Club visits over, we headed back to a main shopping road in Bandra (the Linking Road) for a quick visit to an Indian department store before heading to a Punjabi restaurant for dinner.  The shop was fascinating, and the set-up reminded me of "Are You Being Served" but just with Indians on a hard sell behind the counters rather than Wendy Richards and John Inman...

The colours of the materials on sale are wonderful and it wasn't long before we'd found the sari section.  Despite me having no intention of buying a sari, within 5 minutes I'd been shown a whole range of materials and was being dressed up by the shop assistants.

Being shown lots of materials - beautiful colours

Stage 1 - Being cornered for sari dressing

Stage 2 - Mid construction

Stage 3 - Complete!

We didn't purchase on this occasion as we've got plenty more time to look around and sari purchase / dressing feels like a bit of a cultural minefield.  Every aspect of the material pattern, quality of material and arrangement means something so I'm going to try to figure this out before buying anything.  Plus I don't yet know how to put a sari on so need to work that out too.

Saying that, I did make a purchase in the salwar kameez section:

Salwar Kameez

These are sold in 3-piece sets with the tunic, trousers and scarf and the materials was extremely silky and light.  I put this on and it was so comfortable that I bought it (which was also well worth it just to appease the shop assistants).  This was around £12 for the set.  You could easily wear the top with jeans too.

Shopping over, we escaped and went for dinner.  We started with a beer whilst watching the Ashes before heading for a Punjabi feast at a nearby restaurant "The Great Punjab".  Punjabi food is heavy and fairly oily; we enjoyed a selection of vegetarian food and, again, had no chance of finishing what we ordered.  I'm not keen on waste, but Indian dishes appear to be served "family style" in the restaurants we have visited.

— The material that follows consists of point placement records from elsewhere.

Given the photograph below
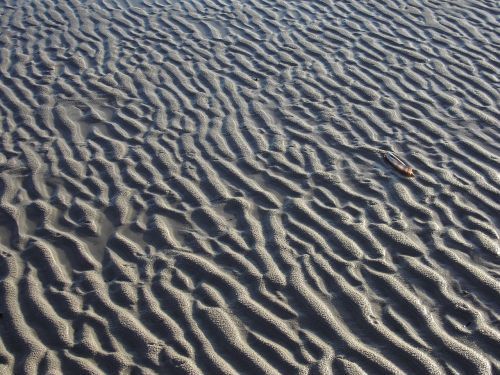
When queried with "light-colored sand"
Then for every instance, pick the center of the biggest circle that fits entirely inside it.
(197, 187)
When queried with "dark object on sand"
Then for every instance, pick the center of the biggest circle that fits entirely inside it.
(398, 164)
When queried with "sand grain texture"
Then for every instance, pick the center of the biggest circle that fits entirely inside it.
(198, 187)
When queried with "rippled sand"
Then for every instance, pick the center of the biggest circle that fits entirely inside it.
(198, 187)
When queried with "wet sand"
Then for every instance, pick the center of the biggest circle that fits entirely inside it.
(199, 187)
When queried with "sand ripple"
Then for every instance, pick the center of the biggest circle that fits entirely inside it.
(197, 187)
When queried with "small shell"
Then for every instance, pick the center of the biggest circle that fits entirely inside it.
(398, 164)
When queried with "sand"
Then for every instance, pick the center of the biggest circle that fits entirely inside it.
(198, 187)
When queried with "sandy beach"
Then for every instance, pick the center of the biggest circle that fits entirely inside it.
(223, 187)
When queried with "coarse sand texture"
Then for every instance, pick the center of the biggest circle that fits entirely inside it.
(249, 187)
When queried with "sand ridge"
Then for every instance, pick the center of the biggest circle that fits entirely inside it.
(198, 187)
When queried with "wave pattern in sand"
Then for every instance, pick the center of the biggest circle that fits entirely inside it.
(196, 187)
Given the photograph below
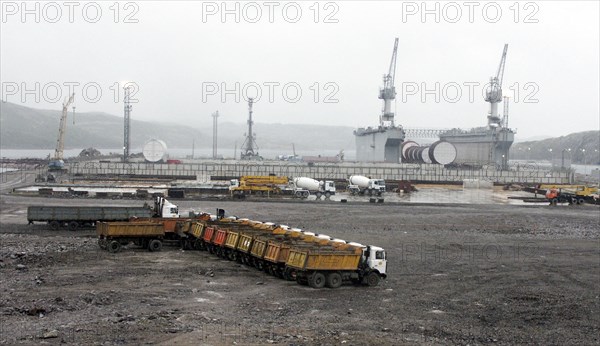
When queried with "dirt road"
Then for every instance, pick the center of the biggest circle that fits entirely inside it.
(458, 274)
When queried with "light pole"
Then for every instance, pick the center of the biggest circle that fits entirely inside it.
(562, 165)
(584, 166)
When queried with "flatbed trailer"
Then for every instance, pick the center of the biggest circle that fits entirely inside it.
(75, 217)
(112, 235)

The journey home was more eventful that anticipated.  Our driver had finished for the day just before dinner (as we could easily get an autoricksaw back to the hotel together later on, so we sent him home), but it proved to be very difficult to find one that both wasn't going to rip us off and showed any knowledge of the location of our hotel.  After getting in and out of several autos, we found one that seemed honest so began our journey home.  The downside was that his driving was truly crazy, to the level that you can be when there are so many cars around that moving anyway quickly is difficult.  Any white-knuckle ride at a theme park had nothing on this - the line between exhilaration to terrifying was crossed for me!  Phil enjoyed it though and we were both enthralled by the driver shouting liberally at any other vehicle that got in his way.  We got home quickly, but I needed a lie down to recover before falling asleep in front of the cricket.